Fiber (mathematics)
In mathematics, the archetype is a term related functions. The archetype of a set under a function is the set of elements which are represented by elements in. An element from the definition of quantity is exactly then the preimage of when in lies. This is the archetype of a subset of the target set of a subset of the set of definitions.
Definition
Is a function, and a subset of the. Then we denote the set
As the inverse image of M under f
A prototype is therefore a value of the so-called inverse image function that maps the archetype as an element of the power set of the set of definitions each element of the power set of the target amount.
The archetype of a singleton to write as
And it is called the inverse image of b under f This amount but need not be a singleton ( so it can be empty or contain more than one element ).

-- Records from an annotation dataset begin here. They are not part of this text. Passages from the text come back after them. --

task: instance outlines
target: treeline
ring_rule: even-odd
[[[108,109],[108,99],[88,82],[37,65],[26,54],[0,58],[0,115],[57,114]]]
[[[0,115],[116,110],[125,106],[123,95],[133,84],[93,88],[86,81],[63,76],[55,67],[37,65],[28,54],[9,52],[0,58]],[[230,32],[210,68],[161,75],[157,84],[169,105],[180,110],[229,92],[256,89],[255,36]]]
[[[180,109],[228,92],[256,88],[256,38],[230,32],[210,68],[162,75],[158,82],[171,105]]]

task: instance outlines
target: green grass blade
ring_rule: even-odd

The inverse image of an element is sometimes also called the fiber of this element, in particular in the context of fiber bundles.
Examples
For the function ( an integer ) with the following applies:
Properties
Injectivity, surjectivity, bijectivity
- Under a bijective function, the preimage of each element ( exactly ) is a singleton. The mapping which assigns to each element of the (one, that is uniquely determined) element of its archetype, ie inverse function of. They are called (even - as the prototype function) with. This can easily lead to misunderstandings if you do not detail writes for the inverse function (which they will then be clearly distinguished from the prototype function).
- Under an injective function is the inverse image of an element at most a singleton (that is always a singleton or empty).
- Under a surjective function is the inverse image of an element at least a singleton (that is always non-empty ).
Set operations and properties
It is a function, and and are subsets of. Then:
It refers to the complement of the respective base amount.
The statements about union and intersection can be generalized as two treatments on any family of subsets.
Image and preimage
It is a function of a subset and a subset of the. Then:
- Is injective, then the equality holds.
- Is surjective, then the equality holds ( is sufficiently already that that is a subset of the image of is ).